Otsuki S, Sawada H, Yodoya N, Shinohara T, Kato T, Ohashi H, Zhang E, Imanaka-Yoshida K, Shimpo H, Maruyama K, Komada Y, Mitani Y - PLoS ONE (2015)

Bottom Line: Immature SMC-rich intimal and plexiform lesions were proliferative and were infiltrated by macrophages, while fibrous intimal lesions were characterized by lower proliferative abilities and were infiltrated by few macrophages.Compared with controls, the number of perivascular macrophages was already higher at 3 weeks and progressively increased during the experimental period; gene expression of pulmonary hypertension-related inflammatory molecules, including IL6, MCP1, MMP9, cathepsin-S, and RANTES, was persistently or progressively up-regulated in lungs of experimental animals.We concluded that phenotypically modulated SMCs and related inflammation are potentially associated with the progression of experimental obstructive PVD.

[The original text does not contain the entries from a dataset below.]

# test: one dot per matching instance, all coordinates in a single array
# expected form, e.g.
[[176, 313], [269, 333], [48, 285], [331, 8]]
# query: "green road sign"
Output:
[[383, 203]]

View Article: PubMed Central - PubMed

Affiliation: Department of Pediatrics, Mie University Graduate School of Medicine, Tsu, Mie, Japan.

ABSTRACT
We tested the hypothesis that phenotypically modulated smooth muscle cells (SMCs) and related inflammation are associated with the progression of experimental occlusive pulmonary vascular disease (PVD). Occlusive PVD was induced by combined exposure to a vascular endothelial growth factor receptor tyrosine kinase inhibitor Sugen 5416 and hypobaric hypoxia for 3 weeks in rats, which were then returned to ambient air. Hemodynamic, morphometric, and immunohistochemical studies, as well as gene expression analyses, were performed at 3, 5, 8, and 13 weeks after the initial treatment (n = 78). Experimental animals developed pulmonary hypertension and right ventricular hypertrophy, and exhibited a progressive increase in indices of PVD, including cellular intimal thickening and intimal fibrosis. Cellular intimal lesions comprised α smooth muscle actin (α SMA)+, SM1+, SM2+/-, vimentin+ immature SMCs that were covered by endothelial monolayers, while fibrous intimal lesions typically included α SMA+, SM1+, SM2+, vimentin+/- mature SMCs. Plexiform lesions comprised α SMA+, vimentin+, SM1-, SM2- myofibroblasts covered by endothelial monolayers. Immature SMC-rich intimal and plexiform lesions were proliferative and were infiltrated by macrophages, while fibrous intimal lesions were characterized by lower proliferative abilities and were infiltrated by few macrophages. Compared with controls, the number of perivascular macrophages was already higher at 3 weeks and progressively increased during the experimental period; gene expression of pulmonary hypertension-related inflammatory molecules, including IL6, MCP1, MMP9, cathepsin-S, and RANTES, was persistently or progressively up-regulated in lungs of experimental animals. We concluded that phenotypically modulated SMCs and related inflammation are potentially associated with the progression of experimental obstructive PVD.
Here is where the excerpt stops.